Palmsonntag! Die Glocken läuteten; festlich gekleidete Leute gingen nach der Kirche auf dem Markte, und Knaben und Mädchen liefen mit Palmzweigen durch die Gassen und schwangen sie hoch in den Händen, und die Frühlingssonne schimmerte über dem Städtchen. Am Hochaltar der Kirche flammten die Kerzen, und der Weihrauch umhüllte das Bild der mater dolorosa sowie den greisen Pfarrherrn in seinem glitzernden Ornate und seinen Akolythen, den jungen Benedictiner Reinhold. Er trug das weite Almutium über dem dunklen Ordensgewand, und die Leute waren sehr erfreut und erbaut, ihn statt des gewöhnlichen Ministrantenjungen am Altare dienen zu sehen.
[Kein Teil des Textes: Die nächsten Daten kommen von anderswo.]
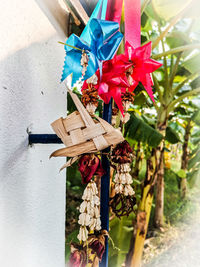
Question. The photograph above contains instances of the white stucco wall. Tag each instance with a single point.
(32, 192)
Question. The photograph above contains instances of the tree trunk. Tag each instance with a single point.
(135, 253)
(185, 158)
(159, 208)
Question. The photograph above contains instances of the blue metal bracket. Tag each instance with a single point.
(105, 188)
(105, 180)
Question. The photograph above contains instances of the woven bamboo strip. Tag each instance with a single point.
(88, 147)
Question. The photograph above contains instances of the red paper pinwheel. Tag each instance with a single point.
(113, 81)
(141, 66)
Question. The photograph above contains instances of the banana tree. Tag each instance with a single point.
(175, 42)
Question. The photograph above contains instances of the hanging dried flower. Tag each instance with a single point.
(122, 205)
(122, 153)
(78, 257)
(89, 165)
(123, 201)
(89, 218)
(97, 243)
(90, 99)
(84, 62)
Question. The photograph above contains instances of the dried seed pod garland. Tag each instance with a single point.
(90, 253)
(89, 218)
(123, 201)
(89, 165)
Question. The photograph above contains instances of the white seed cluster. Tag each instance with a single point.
(91, 108)
(123, 180)
(89, 211)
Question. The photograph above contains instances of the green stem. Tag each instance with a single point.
(171, 24)
(145, 3)
(176, 50)
(174, 70)
(189, 78)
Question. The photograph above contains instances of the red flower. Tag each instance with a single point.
(142, 66)
(89, 165)
(112, 82)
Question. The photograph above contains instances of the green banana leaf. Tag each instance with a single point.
(139, 130)
(167, 9)
(172, 135)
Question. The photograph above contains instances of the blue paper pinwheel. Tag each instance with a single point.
(103, 39)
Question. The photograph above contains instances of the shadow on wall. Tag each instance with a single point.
(32, 196)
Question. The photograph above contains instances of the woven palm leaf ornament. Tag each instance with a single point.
(106, 76)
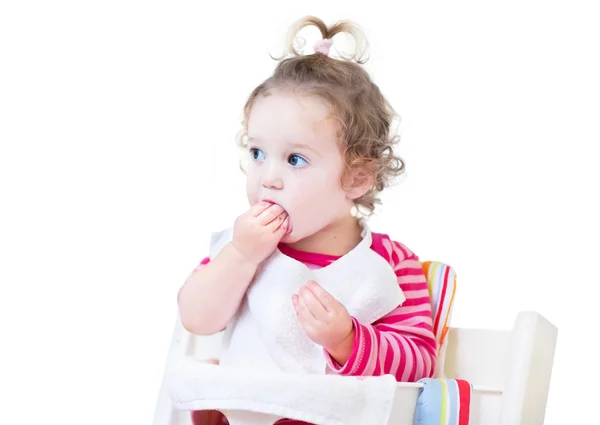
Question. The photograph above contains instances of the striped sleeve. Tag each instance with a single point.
(402, 343)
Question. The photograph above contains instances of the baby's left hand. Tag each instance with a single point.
(324, 319)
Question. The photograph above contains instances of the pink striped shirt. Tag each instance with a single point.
(402, 343)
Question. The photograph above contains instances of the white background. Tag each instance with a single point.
(117, 127)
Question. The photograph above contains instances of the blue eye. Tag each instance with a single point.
(297, 160)
(256, 154)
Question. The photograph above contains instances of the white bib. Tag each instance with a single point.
(265, 333)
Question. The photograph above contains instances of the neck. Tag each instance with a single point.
(337, 239)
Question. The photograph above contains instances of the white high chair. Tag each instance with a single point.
(509, 370)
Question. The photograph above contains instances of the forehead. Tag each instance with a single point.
(287, 116)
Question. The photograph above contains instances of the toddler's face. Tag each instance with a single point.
(296, 161)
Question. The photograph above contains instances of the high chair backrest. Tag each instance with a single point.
(441, 282)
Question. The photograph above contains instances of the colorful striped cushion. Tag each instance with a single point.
(443, 402)
(441, 281)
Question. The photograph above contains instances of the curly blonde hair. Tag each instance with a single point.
(365, 116)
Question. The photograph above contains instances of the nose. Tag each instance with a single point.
(271, 179)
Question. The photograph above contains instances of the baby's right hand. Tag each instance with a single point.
(257, 232)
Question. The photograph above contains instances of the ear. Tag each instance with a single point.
(357, 182)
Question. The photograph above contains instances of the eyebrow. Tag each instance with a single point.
(296, 145)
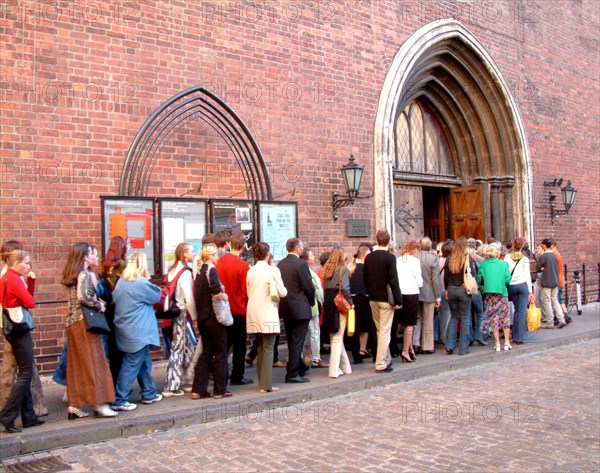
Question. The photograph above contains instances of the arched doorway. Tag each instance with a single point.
(195, 104)
(451, 155)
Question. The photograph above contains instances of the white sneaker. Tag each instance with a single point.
(157, 398)
(127, 406)
(105, 411)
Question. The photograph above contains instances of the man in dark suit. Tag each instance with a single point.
(379, 272)
(295, 308)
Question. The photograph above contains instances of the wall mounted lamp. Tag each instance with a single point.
(568, 197)
(352, 174)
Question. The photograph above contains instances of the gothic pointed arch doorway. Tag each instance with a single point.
(450, 151)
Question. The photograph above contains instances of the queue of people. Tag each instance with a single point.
(418, 294)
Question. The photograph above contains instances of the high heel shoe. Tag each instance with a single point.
(105, 411)
(75, 413)
(10, 428)
(406, 358)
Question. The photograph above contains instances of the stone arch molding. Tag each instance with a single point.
(195, 103)
(444, 65)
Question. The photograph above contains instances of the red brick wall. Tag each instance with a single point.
(79, 79)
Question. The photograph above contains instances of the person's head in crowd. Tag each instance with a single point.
(117, 250)
(223, 240)
(261, 251)
(9, 246)
(76, 262)
(336, 260)
(294, 245)
(383, 238)
(208, 238)
(137, 267)
(324, 257)
(410, 248)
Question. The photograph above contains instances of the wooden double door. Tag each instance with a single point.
(454, 212)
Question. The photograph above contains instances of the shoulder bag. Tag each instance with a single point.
(95, 321)
(469, 281)
(340, 301)
(16, 320)
(221, 307)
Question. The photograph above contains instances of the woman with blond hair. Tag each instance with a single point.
(182, 349)
(494, 277)
(212, 332)
(14, 295)
(410, 279)
(336, 275)
(136, 331)
(263, 315)
(89, 382)
(458, 299)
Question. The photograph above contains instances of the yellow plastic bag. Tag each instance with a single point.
(534, 317)
(351, 322)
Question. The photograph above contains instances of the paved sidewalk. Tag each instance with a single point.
(179, 412)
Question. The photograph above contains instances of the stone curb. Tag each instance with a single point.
(132, 423)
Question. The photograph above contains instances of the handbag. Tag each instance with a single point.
(16, 320)
(534, 317)
(273, 291)
(221, 307)
(95, 321)
(340, 301)
(468, 280)
(351, 322)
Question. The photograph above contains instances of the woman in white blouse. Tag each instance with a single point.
(520, 291)
(264, 286)
(410, 279)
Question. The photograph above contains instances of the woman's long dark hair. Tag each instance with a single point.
(116, 252)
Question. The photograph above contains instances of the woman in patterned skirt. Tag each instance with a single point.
(494, 276)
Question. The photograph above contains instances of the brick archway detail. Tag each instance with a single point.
(196, 103)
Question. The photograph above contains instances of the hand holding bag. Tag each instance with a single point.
(340, 301)
(221, 307)
(95, 321)
(469, 281)
(534, 317)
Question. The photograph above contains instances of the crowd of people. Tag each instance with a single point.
(405, 303)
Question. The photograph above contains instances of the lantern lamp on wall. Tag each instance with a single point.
(568, 194)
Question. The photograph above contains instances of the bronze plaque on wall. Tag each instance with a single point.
(358, 227)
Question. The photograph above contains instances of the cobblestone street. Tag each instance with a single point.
(534, 413)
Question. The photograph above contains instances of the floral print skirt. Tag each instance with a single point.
(497, 315)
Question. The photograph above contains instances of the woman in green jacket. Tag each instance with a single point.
(494, 277)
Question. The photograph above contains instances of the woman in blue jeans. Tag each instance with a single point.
(457, 297)
(136, 332)
(520, 291)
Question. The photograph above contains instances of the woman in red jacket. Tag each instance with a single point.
(13, 293)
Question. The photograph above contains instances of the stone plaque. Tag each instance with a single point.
(358, 227)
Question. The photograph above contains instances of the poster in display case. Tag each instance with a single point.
(234, 215)
(277, 222)
(131, 218)
(181, 220)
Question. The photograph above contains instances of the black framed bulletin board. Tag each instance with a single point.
(277, 222)
(131, 218)
(181, 220)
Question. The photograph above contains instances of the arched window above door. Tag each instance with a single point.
(421, 150)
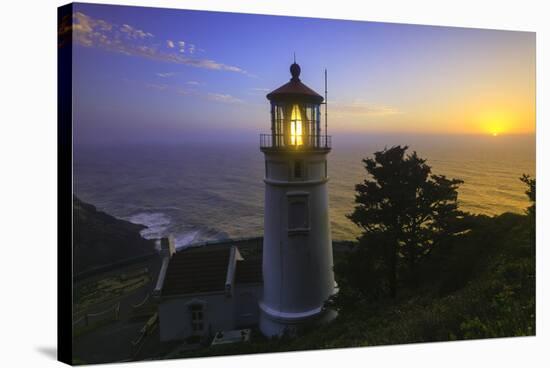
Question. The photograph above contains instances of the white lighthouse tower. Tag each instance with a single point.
(297, 251)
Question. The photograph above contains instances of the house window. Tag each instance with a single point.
(197, 318)
(298, 169)
(298, 213)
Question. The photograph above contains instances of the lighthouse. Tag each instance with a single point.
(297, 262)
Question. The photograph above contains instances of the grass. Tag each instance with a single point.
(100, 291)
(483, 287)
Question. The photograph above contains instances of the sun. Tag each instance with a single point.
(494, 123)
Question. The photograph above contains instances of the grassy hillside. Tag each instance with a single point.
(482, 286)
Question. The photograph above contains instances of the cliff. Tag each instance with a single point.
(101, 239)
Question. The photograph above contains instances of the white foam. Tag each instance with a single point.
(184, 239)
(156, 222)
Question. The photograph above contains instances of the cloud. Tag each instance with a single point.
(359, 107)
(225, 98)
(131, 41)
(157, 87)
(135, 33)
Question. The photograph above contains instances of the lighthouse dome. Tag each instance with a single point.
(295, 90)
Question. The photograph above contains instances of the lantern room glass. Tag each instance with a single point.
(295, 125)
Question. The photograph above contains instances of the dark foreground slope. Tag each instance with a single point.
(484, 287)
(101, 239)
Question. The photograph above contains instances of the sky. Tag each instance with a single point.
(165, 75)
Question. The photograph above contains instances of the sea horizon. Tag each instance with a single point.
(212, 189)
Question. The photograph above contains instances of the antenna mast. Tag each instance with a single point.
(326, 113)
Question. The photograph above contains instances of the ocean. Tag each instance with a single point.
(212, 191)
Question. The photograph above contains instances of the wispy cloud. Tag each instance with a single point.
(177, 89)
(157, 87)
(225, 98)
(359, 107)
(128, 40)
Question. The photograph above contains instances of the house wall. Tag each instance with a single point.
(220, 312)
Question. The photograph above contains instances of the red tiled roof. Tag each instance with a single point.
(295, 90)
(196, 271)
(204, 269)
(249, 271)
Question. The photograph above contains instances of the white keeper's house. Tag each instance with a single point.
(281, 283)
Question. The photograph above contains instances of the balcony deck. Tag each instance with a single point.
(274, 143)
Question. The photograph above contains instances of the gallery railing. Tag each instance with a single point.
(279, 141)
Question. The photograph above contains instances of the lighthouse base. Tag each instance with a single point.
(275, 323)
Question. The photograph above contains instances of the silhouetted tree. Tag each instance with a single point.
(405, 211)
(531, 210)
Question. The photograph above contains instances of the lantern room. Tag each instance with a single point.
(295, 117)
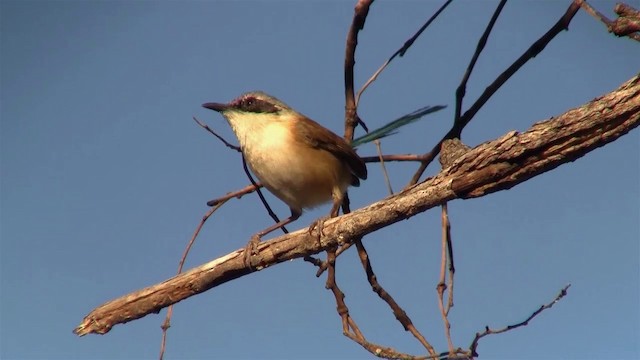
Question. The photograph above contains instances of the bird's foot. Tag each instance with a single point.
(318, 225)
(250, 250)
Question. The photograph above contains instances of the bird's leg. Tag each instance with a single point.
(318, 224)
(252, 246)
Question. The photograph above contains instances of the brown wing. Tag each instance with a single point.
(319, 137)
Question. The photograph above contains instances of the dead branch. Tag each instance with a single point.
(493, 166)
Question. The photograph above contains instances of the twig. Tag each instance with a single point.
(359, 17)
(167, 320)
(400, 52)
(490, 167)
(399, 313)
(488, 331)
(393, 157)
(383, 167)
(482, 42)
(235, 194)
(442, 284)
(530, 53)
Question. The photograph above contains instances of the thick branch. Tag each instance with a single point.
(492, 166)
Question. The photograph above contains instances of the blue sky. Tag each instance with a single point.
(105, 176)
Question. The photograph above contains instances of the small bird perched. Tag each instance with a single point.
(294, 157)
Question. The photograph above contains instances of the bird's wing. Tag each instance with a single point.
(319, 137)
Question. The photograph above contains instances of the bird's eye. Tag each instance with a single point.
(248, 103)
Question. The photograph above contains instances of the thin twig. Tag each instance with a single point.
(383, 167)
(530, 53)
(482, 42)
(400, 52)
(488, 331)
(235, 194)
(399, 313)
(351, 119)
(167, 320)
(442, 284)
Der Pfarrer hatte die Leidensgeschichte Christi vorgelesen; das Wunder der Verwandlung beugte Aller Kniee zur Erde nieder, und leise und zagend begann die Orgel wieder mit ihren gemüthstiefen Tönen. Fromme Geigen nahmen die seltsam weiche Melodie auf, und nun setzte eine Menschenstimme ein, metalltönig und glockenrein, und sang, was einst Jerusalems Bewohner gesungen bei dem Einzuge des Herrn: „Benedictus qui venit in nomine domini — Gebenedeit, der da kommt im Namen des Herrn! Hosianna dem Sohne David’s!“

Es war eine Frauenstimme, und Reinhold durchschauerte es im tiefsten Herzen. Der weiche Hauch des Orients schien ihn zu umwehen, die Palmen zu rauschen über seinem Haupte; er sah im Geiste den Mittler in den Straßen der heiligen Stadt, reitend auf dem Füllen einer Eselin, und in diese frommen Gefühle hinein traf wie ein greller Blitzstrahl der Gedanke: das ist Eva’s Stimme. Die Röthe stieg ihm in’s Gesicht; sein Denken schweifte ab von dem heiligen Dienst; er versäumte es, die Kniebeugung des Priesters mitzumachen, und ärgerte sich wieder über seine Zerstreutheit, sodaß er verstimmt aus dem Gotteshause fortging.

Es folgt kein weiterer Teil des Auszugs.